I haven’t been writing because I haven’t had the juice to write. It’s nothing newsworthy. It’s not like I’ve been sick or depressed, it isn’t like I haven’t had the time to do it, and truth be told it doesn’t feel like a usual block, or lack of motivation. I’ve started a few, and gone pretty deep on one or two of them, but when the time came to post I just felt like too much time had gone by, and it either didn’t feel relevant or I didn’t really care anymore about the topic.
Earlier I was driving home from the desert, and I was listening to John Lennon’s Plastic Ono Band. I don’t mention that to sound deep or interesting; it’s just what I was listening to. And while I was listening I thought about what it was like the first time I got into Lennon, back when I was 20 or 21 (in 2010/’11). And I thought about the shit I used to post publicly — whether it be on my Xanga blog or on Facebook — and how juvenile it must’ve sounded.

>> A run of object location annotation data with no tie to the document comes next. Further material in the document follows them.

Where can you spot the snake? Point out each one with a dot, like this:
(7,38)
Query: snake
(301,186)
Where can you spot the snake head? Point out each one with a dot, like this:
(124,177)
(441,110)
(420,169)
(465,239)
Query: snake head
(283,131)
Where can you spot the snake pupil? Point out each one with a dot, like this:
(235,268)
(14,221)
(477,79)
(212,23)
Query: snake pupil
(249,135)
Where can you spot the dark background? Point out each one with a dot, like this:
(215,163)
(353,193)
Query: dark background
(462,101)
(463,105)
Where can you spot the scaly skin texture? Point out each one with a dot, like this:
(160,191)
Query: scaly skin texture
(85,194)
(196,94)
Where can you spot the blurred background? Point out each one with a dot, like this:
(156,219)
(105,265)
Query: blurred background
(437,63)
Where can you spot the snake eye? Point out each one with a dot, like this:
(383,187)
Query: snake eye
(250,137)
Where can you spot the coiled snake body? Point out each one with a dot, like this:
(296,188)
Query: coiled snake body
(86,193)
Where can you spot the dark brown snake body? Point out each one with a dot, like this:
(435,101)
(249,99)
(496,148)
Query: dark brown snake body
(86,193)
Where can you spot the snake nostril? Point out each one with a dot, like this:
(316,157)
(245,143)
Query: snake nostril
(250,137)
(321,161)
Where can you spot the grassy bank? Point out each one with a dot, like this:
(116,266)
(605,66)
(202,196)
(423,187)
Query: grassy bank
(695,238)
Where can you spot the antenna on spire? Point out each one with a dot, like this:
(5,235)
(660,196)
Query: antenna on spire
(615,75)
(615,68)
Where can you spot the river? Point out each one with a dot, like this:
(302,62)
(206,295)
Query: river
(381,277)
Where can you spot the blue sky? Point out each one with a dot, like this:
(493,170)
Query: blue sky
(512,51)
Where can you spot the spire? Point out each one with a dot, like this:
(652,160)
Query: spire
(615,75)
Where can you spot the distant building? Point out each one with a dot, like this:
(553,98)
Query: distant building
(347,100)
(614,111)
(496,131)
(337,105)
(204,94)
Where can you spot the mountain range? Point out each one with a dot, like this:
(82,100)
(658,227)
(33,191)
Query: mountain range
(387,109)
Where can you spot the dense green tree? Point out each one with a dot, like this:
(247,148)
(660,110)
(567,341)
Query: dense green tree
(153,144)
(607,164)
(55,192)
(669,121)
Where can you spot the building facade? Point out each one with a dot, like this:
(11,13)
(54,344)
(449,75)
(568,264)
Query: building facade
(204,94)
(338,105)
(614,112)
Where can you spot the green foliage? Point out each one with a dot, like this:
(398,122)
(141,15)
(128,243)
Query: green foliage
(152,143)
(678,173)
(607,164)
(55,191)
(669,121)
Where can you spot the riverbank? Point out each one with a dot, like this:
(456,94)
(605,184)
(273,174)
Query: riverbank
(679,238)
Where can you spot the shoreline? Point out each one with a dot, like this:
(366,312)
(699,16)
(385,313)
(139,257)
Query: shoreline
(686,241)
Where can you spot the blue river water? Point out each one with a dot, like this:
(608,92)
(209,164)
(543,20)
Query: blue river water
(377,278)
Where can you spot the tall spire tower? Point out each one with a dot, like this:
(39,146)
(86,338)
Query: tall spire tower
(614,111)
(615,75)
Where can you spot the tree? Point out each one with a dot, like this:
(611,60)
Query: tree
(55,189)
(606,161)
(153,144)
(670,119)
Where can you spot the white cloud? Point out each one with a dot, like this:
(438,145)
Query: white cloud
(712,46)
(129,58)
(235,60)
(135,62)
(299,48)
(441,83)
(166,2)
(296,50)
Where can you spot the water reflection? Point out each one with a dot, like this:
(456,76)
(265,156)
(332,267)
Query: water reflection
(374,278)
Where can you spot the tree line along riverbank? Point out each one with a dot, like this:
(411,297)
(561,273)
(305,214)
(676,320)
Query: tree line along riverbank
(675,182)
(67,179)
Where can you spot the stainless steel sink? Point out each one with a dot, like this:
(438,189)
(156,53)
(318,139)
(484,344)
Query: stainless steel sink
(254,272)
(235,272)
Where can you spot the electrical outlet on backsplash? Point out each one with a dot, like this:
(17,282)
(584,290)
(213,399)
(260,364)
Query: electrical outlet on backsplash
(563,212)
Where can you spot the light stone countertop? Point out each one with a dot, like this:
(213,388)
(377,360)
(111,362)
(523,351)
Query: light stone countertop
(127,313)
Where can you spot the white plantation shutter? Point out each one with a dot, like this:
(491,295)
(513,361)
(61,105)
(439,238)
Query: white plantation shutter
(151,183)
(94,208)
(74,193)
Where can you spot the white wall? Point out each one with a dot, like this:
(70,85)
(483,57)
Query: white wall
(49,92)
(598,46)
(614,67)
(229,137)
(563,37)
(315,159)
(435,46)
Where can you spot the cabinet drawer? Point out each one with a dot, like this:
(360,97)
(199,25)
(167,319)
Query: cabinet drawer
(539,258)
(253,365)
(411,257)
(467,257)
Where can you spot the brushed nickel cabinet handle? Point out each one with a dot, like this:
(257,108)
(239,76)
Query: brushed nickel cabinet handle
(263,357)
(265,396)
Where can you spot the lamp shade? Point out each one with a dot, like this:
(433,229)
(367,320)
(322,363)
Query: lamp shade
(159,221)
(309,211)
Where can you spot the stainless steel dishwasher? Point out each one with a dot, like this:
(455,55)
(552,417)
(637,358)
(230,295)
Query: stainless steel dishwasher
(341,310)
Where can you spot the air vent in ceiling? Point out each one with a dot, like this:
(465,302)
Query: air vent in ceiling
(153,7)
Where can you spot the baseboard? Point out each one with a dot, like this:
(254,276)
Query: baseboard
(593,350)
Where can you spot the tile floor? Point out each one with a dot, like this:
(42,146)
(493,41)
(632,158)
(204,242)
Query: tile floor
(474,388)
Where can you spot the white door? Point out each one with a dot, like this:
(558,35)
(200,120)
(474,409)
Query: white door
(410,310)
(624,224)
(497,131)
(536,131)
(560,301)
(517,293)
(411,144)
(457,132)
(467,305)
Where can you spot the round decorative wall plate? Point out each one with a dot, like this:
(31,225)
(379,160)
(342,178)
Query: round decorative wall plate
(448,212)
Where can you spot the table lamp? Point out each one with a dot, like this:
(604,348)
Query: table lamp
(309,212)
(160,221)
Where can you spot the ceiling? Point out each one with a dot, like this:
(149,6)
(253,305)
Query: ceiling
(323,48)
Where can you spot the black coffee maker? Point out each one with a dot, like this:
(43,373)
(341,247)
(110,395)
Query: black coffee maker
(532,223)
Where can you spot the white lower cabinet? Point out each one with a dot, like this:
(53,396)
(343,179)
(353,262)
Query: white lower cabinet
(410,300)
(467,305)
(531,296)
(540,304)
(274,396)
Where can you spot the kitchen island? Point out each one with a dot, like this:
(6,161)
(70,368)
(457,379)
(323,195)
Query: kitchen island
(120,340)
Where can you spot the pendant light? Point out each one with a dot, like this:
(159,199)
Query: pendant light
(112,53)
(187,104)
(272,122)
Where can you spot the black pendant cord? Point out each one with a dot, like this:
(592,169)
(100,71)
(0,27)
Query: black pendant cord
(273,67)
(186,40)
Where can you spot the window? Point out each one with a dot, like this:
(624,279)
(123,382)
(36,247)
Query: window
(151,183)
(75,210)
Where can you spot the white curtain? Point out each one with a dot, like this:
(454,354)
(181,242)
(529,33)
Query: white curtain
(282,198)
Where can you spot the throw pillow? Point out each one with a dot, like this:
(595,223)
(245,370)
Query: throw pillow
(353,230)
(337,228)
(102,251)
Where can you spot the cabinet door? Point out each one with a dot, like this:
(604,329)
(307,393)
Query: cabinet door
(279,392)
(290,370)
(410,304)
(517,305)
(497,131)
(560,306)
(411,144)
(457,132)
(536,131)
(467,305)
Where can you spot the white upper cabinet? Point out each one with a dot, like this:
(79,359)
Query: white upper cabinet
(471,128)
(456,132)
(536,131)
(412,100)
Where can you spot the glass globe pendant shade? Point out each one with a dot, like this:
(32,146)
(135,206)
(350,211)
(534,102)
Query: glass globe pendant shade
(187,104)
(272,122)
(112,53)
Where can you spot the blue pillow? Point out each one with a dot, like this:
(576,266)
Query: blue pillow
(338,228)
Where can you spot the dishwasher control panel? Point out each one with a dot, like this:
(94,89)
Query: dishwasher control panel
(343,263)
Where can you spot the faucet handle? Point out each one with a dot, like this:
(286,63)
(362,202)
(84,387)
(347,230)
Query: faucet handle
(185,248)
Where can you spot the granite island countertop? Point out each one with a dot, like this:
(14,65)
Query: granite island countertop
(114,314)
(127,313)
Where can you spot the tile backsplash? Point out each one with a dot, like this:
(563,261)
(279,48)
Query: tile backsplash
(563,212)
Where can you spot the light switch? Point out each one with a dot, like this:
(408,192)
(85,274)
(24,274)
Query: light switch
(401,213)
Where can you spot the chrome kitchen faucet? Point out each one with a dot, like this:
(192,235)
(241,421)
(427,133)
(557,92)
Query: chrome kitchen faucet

Part of what’s cool about being 29 is that I’m both (a) young enough to know how to use all the new technology and social media sites, while (b) being old enough to have worked out most of the kinks in how I want to use it. The most important lesson to be learned from sites like Facebook and Instagram (and Myspace before them) is a little self-awareness. At some point the realization needs to hit you that most people don’t really give a damn about your life. That’s real. And maybe you have to post emo song lyrics, or selfies, or offer numerous updates on the mundane events happening in your life, to learn that lesson.
So if you know my blog then you probably know where I’m going with this. At age-20 or 21 my life experience was still fairly limited, and so naturally my blog was pretty crude. I spent the bulk of my time romanticizing the ordinary life of a routine 20 or 21-year old, talking about my feelings, and killing time on sports and pretending to have a voice on popular culture. I knew so little about so much that I didn’t have a very firm grasp on anything that I wrote about.
At age-29 my life is different, but it’s still kind of the same thing. I have less things that I write about, but because my interests are concentrated I think it’s fair to say that I do have a decent grasp on the subject matter. If I don’t feel like I know what I’m writing about, then I’m just not going to write it.
I try to see the future, but ten years ago I had no idea that what I was saying was so selfish and childish and really didn’t mean anything to anyone other than me. I wrote it because it felt important. And though I do think what I write about now — notably leftist economics — has more staying power than some random bullshit about why the universe has it out for me, it’s not lost on me that what I choose to write about now could also have a shelf life.
I guess the point is this: if what I was interested in sharing as a 20 year-old doesn’t mean anything to me now, as a 29 year-old, and what I’m interested in now as a 29 year-old won’t mean anything to me when I’m 39, for argument’s sake, then what is the point of feeling strongly about anything?
My blog is my blog, so this question will have no choice but to be answered at some later date. While I don’t exactly envision myself as someone who will wake up in five years and say to myself, you know what, to hell with everything I’m just going to be a Republican, it won’t surprise me if I look back and laugh at how much I believed a better world was possible.